A team of scientists has concluded that individuals who use frequently use tanning beds might be acting on an addictive neurological reward-and-reinforcement trigger.
That’s right - researchers at UT Southwestern Medical Center believe those who "must" tan all the time share certain similarities with addicts. Indeed, brain functions and corresponding blood flow tracked by UT Southwestern scientists mirrors what is observed in people addicted to drugs and booze.
This might explain why some individuals keep on using tanning beds even though it comes with an increased risk of developing melanoma, the deadliest form of skin cancer.
"Using tanning beds has rewarding effects in the brain so people may feel compelled to persist in the behavior even though it’s bad for them," said Dr. Bryon Adinoff, professor of psychiatry and senior author of the study available online and in a future print edition of Addiction Biology.

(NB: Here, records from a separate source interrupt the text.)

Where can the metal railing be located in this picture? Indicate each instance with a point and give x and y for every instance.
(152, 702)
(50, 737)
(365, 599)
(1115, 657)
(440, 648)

"The implication is, ‘If it’s rewarding, then could it also be addictive?’ It’s an important question in the field."
There are about 120,000 new cases of melanoma that are diagnosed in the U.S. each year, according to the Skin Cancer Foundation.
People younger than 30 who go tanning 10 times a year are eight times more likely to develop malignant melanoma. Public knowledge of the dangers of tanning beds has grown, but so has the regular use of tanning beds. That doesn't have anything to do with pop culture does it?
In the above-mentioned study, the subjects utilized tanning beds on two different occasions: once when they were exposed to ultraviolet radiation and another when special filters blocked exposure to ultraviolet radiation.
The participants had no idea which session they received - the real or the filtered ultraviolet exposure. At each session, the subjects were asked before and after the treatment how much they felt like tanning.
They were also given a compound that let scientists to monitor brain blood flow while they were getting their tan on.
The research paper from the study will be available online via a pay wall and in a future print edition of Addiction Biology.